3.3 Extraction of Time Series Features

To calibrate a meta-learning step, we need to connect the performance of all forecasting methods to a series of observable features of the forecasting task. In this project, these observable features correspond to characteristics of the shape of the underlying time series. For instance, we consider the strength of the seasonal and trend components. The basic idea is that some methods might be more suitable to capture those components than others and that the meta-learning step can identify those patterns by observing the performance of several methods in thousands of cases.
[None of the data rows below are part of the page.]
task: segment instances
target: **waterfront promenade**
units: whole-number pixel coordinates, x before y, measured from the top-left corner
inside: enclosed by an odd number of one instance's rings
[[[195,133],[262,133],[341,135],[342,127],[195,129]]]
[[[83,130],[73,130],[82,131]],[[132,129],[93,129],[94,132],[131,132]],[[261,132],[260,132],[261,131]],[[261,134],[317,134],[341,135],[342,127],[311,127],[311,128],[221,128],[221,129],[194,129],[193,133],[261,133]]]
We closely follow previous literature on time-series meta-learning to define the list of time-series features to use in the empirical analysis. For each demand series of product-store combination, we compute 15 features such as trend, seasonal strength, and autocorrelation coefficients, as well as metrics of the internal variability such as entropy, spikiness, and maximum level shifts (Talagala et al. 2018; Ma and Fildes 2021). To illustrate how different time series differ depending on the values of these features, in Fig. 2.3, we display two series of demand with fairly different values for Seasonal Strength (by construction, the Seasonal Strength takes values in the range [0, 1]). In the bottom panel, we display a series with high Seasonal Strength. In this case, sales during the summer times (November–March, in the southern hemisphere) are much higher than in the rest of the year. In the top panel, we display a series with low Seasonal Strength, and, in this case, it is much more difficult to anticipate what would be the weeks with higher sales. In terms of the forecast, the need for a model that properly controls for seasonality appears to be more critical in the second series.

Fig. 2.3
Two line graphs plot sales over date. On the top, seasonal strength equals 0.254, the line reaches a peak value of 50 just after 2018. On the bottom, seasonal strength equals 0.931, the line reaches a peak value of 420 just before 2018. The values are approximated.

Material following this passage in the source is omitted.